É nessa dimensão que se baseia a atuação dessas professoras. Na perspectiva de A.C (2010), “o lúdico dentro do hospital é muito importante porque atende a todos. As crianças pequenas, as maiores e os pais também… Através da brincadeira ela melhora, recupera, desenvolve a autoestima, não se sente internada”. O comentário da professora infere a importância que outros elementos agregam ao próprio acompanhamento pedagógico. Se a criança não se encontra disposta o suficiente para participar do trabalho com cunho educativo, nem mesmo o brinquedo ou as brincadeiras propostas pelo professor serão capazes de atraírem sua atenção. Por outro lado, há situações onde esses recursos é que farão toda a diferença como apoio para o desenvolvimento de atividades tanto pelo professor como também pela equipe de saúde.

O importante é saber utilizá-los no momento oportuno, respeitando os limites da saúde da criança e compreender que os recursos lúdicos podem contribuir para melhorias no atendimento clínico ofertado e nos resultados alcançados no programa classe hospitalar, porém não podem ser entendidos como base de toda ação, nesse espaço. De acordo com Cunha e Kryminice (2009) é inquestionável o valor das atividades lúdicas tanto para a educação como para a saúde, uma vez que envolvem aspectos emocionais, sociais, o cognitivo e o físico.
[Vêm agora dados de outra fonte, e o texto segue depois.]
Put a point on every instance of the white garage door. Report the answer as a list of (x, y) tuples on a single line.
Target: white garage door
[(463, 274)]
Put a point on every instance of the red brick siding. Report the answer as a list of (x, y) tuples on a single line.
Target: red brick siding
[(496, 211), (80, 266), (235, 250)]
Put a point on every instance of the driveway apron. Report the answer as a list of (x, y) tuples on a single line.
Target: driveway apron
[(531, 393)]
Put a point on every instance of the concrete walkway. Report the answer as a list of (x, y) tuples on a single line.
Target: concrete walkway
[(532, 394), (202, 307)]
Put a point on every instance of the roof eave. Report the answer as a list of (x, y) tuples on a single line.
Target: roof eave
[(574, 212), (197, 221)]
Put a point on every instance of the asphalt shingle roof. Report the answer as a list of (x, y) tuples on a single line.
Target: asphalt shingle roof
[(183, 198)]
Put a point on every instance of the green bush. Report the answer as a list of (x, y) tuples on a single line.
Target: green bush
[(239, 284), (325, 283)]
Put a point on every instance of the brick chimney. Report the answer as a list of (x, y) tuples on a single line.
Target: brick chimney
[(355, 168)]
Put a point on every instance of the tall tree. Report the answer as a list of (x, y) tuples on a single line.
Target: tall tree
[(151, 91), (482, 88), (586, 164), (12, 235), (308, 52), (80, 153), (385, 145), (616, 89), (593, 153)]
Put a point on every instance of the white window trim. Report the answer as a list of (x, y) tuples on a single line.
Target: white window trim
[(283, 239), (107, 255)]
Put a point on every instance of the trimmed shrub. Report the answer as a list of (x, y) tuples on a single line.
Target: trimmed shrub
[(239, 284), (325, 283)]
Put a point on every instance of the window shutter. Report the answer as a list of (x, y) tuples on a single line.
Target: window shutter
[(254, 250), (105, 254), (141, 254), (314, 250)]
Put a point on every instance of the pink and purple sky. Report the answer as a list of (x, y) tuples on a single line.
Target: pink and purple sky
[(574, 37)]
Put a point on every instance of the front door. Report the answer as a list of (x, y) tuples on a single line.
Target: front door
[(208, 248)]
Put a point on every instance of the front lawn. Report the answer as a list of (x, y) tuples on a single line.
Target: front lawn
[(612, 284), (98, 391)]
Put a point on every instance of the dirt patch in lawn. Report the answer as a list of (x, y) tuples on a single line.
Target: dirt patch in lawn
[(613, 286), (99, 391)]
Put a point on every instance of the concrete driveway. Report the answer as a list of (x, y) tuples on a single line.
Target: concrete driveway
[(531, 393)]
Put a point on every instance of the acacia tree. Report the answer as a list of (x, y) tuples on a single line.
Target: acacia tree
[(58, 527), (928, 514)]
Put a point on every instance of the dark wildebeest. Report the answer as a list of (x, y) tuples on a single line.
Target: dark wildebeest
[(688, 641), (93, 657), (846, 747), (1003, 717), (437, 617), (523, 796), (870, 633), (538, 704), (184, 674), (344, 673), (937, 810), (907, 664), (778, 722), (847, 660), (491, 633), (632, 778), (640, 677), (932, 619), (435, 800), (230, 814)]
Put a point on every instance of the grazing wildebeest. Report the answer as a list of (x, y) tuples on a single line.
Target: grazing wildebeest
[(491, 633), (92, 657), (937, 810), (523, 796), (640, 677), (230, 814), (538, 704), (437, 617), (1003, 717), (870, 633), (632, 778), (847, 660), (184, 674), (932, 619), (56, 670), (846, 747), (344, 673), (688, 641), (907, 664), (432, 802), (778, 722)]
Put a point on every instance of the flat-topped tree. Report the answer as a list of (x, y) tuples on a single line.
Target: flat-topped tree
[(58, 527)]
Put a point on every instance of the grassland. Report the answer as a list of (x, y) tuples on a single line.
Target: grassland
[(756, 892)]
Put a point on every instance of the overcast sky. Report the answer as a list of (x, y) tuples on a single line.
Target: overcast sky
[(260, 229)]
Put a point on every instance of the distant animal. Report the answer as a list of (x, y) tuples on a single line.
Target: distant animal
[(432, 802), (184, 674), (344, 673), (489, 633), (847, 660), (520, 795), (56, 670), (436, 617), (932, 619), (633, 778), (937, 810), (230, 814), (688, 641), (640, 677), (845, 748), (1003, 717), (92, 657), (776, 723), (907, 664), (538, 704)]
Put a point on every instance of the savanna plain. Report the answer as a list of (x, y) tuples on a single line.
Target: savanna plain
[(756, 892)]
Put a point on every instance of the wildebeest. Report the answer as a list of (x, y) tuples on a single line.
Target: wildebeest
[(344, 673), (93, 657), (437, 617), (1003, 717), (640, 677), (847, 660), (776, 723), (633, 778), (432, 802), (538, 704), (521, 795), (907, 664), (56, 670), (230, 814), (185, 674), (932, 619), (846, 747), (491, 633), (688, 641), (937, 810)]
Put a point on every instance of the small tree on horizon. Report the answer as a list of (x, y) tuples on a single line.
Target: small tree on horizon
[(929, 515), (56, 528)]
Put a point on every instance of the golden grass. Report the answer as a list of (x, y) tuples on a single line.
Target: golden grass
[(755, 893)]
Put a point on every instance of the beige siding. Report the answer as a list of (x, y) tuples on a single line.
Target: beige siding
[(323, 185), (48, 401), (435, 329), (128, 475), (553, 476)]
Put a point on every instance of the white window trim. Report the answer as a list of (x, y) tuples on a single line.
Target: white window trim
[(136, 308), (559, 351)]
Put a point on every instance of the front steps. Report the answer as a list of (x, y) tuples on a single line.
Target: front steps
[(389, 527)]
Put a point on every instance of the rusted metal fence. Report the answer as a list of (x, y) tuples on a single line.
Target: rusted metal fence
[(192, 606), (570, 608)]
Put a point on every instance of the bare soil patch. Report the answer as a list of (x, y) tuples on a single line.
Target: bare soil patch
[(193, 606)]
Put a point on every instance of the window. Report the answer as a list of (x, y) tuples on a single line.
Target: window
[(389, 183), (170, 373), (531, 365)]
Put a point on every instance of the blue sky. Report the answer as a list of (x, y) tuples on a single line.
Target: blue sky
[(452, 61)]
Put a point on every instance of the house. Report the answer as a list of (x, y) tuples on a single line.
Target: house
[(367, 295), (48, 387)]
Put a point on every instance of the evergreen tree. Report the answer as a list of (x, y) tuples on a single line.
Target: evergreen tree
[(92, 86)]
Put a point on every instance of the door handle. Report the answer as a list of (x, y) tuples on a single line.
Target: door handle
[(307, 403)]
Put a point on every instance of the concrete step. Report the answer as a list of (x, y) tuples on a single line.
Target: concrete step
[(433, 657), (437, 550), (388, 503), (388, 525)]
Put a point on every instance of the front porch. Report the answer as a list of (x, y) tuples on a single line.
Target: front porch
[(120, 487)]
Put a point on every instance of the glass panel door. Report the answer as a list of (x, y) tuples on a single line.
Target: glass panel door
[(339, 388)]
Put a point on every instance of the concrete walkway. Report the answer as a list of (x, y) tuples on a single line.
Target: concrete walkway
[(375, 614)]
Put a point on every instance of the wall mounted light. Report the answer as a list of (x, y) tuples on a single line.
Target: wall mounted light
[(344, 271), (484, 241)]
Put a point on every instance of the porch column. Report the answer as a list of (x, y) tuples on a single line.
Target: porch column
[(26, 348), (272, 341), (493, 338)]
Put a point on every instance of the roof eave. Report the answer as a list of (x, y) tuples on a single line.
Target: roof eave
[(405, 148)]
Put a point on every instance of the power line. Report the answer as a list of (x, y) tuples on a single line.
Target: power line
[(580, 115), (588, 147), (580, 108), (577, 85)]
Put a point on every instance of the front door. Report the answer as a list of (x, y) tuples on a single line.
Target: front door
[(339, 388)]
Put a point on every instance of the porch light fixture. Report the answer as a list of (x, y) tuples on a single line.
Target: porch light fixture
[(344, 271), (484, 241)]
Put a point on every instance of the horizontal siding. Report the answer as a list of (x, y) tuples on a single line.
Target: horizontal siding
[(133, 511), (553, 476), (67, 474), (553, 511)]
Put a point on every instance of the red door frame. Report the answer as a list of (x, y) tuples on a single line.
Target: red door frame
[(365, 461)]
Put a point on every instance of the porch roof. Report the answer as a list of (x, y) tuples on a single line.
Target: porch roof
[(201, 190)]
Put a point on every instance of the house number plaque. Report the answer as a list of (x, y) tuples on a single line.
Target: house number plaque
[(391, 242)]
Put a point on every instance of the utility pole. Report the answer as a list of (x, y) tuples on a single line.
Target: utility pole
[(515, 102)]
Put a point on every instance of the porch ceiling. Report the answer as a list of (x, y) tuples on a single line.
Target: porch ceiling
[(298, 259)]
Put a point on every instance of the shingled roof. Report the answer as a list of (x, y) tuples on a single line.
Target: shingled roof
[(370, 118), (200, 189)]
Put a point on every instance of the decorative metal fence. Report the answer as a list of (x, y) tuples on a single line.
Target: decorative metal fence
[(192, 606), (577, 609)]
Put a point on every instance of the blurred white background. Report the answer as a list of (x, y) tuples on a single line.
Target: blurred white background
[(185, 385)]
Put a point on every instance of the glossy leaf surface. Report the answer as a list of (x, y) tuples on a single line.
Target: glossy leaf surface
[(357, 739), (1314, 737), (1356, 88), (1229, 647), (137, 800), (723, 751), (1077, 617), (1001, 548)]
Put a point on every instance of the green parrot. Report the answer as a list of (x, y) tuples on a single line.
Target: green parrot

Na tentativa de se compreender como é vivenciada a fase de internação pela criança, de se permitir colocar no lugar do outro e principalmente de procurar alternativas que gerem momentos menos sofridos para estas é que ocorre a organização das atividades escolares sustentadas em recursos lúdicos. Constatou-se que na realidade dessas classes hospitalares a opção de aliar diversão à seriedade do processo educativo não desfaz a importância de que esse momento também seja esquematizado. Algumas observações denotam a estruturação do aprender brincando e a utilização dos convencionais materiais didáticos.